市川雷蔵の魔は「静」の魔。同世代の中村錦之助や大川橋蔵が、極彩色の「陽」のイメージを持つ時代劇スターなのに比べ、どこか薄倖の美男という風情と、現代的な知性を感じさせる「陰」の魔でもある。そんな彼を、当時のちょっと通ぶった年上の女性ファンたちは、畏敬と情愛の念をこめて「雷さま」などという呼び方をしていた。良き時代を偲ばせる、妙にくすぐったい記憶である。

雷蔵はまた、不思議な底力をもつ俳優でもあった。とにかく演じる役柄が多様である。いわゆるツッコロバシの二枚目から、『破戒』『炎上』『ぼんち』『華岡清洲の妻』『剣』などの文芸物、『忍びの者』『陸軍中野学校』『若親分』『眠狂四郎』などのシリーズものと、いつでも、観る者がつらくなるほど、スクリーンに映る彼の姿は蠱惑的だった。

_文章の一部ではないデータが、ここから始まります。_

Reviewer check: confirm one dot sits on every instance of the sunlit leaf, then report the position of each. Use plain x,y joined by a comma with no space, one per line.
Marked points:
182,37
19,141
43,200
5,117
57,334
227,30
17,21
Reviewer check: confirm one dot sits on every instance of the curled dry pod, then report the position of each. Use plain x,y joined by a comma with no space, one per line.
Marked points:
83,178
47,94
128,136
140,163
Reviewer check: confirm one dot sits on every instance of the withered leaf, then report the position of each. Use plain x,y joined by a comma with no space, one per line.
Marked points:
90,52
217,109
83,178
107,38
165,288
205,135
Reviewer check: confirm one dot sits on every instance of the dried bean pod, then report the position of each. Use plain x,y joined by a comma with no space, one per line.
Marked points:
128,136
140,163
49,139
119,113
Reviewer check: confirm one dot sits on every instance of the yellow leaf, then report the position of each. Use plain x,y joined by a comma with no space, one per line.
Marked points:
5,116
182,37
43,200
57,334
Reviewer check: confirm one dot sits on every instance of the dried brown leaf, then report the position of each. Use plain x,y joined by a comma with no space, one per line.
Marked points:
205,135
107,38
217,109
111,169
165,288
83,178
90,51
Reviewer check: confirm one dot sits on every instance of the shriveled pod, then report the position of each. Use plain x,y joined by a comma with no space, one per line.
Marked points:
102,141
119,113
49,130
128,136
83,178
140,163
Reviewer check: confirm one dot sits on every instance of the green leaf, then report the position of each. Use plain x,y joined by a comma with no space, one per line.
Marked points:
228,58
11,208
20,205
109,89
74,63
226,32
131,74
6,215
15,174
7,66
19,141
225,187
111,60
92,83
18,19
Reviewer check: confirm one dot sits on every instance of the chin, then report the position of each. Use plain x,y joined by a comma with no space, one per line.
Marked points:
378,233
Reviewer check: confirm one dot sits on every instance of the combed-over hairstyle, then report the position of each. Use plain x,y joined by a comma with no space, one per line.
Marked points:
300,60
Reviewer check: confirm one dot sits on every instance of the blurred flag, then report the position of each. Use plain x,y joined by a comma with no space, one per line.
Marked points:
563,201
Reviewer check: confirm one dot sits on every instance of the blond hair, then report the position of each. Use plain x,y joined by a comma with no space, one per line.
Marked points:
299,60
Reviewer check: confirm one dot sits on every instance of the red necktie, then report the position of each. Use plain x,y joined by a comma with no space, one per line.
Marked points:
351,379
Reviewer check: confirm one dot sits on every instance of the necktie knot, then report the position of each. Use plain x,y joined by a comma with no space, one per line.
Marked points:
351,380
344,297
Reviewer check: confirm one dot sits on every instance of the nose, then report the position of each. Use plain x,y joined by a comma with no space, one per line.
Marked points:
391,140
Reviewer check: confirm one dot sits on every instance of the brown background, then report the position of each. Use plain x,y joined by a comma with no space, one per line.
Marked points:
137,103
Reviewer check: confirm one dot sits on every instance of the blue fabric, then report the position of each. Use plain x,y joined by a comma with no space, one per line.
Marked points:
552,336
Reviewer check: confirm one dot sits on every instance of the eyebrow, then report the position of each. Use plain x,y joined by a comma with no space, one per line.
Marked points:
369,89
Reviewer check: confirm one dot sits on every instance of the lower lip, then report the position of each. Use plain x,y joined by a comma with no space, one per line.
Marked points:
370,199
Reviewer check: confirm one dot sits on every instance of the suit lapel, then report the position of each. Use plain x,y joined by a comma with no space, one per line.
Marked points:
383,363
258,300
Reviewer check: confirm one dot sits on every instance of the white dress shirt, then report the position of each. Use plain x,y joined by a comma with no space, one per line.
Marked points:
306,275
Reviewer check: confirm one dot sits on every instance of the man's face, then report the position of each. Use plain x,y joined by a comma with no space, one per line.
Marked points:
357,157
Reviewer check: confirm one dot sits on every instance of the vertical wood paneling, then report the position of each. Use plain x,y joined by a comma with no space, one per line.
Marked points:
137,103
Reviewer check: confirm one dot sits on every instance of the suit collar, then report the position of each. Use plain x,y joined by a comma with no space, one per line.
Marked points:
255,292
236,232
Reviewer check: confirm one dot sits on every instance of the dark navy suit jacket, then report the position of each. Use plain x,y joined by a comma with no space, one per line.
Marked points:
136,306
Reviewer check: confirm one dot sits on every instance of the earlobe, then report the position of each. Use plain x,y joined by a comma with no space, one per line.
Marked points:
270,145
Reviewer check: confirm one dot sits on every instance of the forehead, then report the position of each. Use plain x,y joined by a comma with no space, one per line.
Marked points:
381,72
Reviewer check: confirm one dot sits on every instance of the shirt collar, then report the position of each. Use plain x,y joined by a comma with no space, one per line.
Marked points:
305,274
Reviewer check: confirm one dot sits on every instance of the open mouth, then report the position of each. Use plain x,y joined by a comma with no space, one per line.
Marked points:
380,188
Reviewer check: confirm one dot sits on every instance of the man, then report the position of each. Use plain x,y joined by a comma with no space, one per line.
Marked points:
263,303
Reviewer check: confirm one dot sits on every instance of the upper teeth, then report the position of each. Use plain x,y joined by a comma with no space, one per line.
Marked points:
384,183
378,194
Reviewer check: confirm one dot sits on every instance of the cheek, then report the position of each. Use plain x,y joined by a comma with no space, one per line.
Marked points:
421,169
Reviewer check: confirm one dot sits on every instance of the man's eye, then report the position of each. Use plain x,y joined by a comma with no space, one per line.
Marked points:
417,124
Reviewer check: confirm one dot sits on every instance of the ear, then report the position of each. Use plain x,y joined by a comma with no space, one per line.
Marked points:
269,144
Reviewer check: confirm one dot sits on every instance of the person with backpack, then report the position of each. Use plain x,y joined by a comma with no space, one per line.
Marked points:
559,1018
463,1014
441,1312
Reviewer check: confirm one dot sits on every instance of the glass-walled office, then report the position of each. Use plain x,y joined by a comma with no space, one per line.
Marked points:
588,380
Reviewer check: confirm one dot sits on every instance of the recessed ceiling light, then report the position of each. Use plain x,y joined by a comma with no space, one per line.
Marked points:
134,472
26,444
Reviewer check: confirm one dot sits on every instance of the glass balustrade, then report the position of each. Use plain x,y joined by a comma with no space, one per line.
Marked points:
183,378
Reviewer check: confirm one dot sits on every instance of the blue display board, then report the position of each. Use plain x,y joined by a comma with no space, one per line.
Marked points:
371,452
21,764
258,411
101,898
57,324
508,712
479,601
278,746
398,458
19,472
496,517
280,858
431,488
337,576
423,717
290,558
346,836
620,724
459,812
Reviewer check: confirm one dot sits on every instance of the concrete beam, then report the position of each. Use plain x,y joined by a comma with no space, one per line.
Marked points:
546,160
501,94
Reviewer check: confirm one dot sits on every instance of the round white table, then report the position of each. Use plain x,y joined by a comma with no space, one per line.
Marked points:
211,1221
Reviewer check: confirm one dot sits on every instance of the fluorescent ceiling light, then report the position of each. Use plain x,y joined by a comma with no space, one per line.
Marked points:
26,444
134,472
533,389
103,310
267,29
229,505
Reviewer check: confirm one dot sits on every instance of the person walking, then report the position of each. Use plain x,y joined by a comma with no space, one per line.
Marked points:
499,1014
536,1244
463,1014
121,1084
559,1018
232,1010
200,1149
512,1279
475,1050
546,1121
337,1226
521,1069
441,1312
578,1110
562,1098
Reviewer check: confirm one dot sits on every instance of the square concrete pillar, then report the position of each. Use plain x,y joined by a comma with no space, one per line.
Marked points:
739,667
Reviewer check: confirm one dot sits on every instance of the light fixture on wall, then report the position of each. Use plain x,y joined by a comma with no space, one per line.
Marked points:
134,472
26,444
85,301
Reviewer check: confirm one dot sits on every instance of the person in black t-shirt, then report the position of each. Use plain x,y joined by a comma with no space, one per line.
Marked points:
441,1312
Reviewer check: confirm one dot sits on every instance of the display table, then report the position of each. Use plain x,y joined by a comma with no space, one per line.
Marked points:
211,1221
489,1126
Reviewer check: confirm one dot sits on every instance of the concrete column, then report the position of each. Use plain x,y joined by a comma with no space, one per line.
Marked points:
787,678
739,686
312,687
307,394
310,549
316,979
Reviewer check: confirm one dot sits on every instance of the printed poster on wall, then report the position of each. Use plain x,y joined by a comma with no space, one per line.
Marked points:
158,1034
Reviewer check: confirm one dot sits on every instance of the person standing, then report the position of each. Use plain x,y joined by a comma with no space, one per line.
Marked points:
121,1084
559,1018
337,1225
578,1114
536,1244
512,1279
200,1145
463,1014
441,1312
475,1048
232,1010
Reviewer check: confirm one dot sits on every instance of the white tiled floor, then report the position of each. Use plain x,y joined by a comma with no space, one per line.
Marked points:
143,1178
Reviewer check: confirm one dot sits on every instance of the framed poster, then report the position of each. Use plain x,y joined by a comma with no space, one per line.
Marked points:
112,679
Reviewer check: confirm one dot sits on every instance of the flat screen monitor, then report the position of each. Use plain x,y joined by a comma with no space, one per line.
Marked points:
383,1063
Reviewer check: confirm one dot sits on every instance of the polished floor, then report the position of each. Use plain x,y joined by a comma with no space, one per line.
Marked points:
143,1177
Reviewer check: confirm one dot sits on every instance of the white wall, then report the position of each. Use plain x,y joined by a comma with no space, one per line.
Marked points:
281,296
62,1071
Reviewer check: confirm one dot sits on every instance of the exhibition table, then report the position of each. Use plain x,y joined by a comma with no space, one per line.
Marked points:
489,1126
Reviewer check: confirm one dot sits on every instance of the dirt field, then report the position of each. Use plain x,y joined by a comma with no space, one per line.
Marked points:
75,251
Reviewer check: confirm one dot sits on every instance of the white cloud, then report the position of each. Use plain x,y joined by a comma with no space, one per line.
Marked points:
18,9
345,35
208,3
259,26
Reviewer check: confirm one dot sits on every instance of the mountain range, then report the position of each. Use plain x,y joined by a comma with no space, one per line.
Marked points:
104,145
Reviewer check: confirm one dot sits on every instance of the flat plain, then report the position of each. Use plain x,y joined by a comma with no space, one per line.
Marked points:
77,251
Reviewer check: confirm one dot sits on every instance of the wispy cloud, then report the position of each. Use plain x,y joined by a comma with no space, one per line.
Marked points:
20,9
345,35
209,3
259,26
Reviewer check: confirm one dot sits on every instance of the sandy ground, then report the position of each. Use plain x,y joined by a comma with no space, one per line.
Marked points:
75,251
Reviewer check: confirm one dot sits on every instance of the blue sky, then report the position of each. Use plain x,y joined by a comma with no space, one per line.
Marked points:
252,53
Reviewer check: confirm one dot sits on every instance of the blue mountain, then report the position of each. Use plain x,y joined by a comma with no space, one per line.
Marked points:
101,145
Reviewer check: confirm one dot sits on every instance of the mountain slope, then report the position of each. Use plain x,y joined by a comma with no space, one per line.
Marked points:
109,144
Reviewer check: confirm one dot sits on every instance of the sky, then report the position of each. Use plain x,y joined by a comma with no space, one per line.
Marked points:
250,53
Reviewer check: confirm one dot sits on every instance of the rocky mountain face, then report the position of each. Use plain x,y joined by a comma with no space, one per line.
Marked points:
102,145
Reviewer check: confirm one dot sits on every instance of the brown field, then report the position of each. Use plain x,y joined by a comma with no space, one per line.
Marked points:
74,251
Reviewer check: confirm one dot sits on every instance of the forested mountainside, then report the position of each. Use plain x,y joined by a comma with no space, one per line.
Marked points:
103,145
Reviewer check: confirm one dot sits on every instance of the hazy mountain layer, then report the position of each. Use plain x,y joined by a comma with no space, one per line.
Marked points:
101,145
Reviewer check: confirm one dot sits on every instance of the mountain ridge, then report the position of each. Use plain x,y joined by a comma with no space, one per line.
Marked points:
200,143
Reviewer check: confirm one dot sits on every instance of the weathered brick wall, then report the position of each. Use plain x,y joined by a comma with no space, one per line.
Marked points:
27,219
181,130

その中で、ただ一本、彼の代表作を選べといわれたら、迷うことなく、三島由紀夫原作の『剣』を挙げたい。正しく強くありたい、ただそれだけを目的に、剣ひとすじの生活を送る大学の剣道部の部長「国分」。あるとき、部員の裏切りに遭ったことから、自分のいたらなさを恥じ、そうした自分が許せなくなって自殺してしまう。この非情なまでにストイックな国分の役は、『眠狂四郎』以上に雷蔵にとって、いつか演じなければいけない役として、執着があった作品であるという。鬼気迫るようなあの演技こそ、彼自身の死の美学、そのものであったに違いない。

夭折というには大スターでありすぎたけれども・・・・

お叱りを受けることを覚悟で書いてしまうならば、昔から密かに、美しい人には、美しいままで、いや、美しいうちに死んでほしいと思っていた。死んでほしいというのは、ちょっと違っているかもしれない。つまり、ロマンの場から潔く消えてほしいと思っていた。

だから、市川雷蔵の訃報を聞いた時に、まさかというよりは、「ああ、やっぱり・・・」という、どこか妙に納得のいく思いがしたような記憶がある。

市川雷蔵が亡くなったのは、昭和44年七月。折りしもその日、彼の生れ育った京の街は、祇園祭のクライマックス。夭折というには大スターでありすぎたけれども、まだ三十七歳の若さだった。

柩の中で眠る彼の顔は、大きな白い布で二重にくるまれていて、誰一人として、病み衰えたその死に顔を見た人はいなかったという。永遠に色あせることのない、二枚目俳優の美意識を貫いた、見事な終焉である。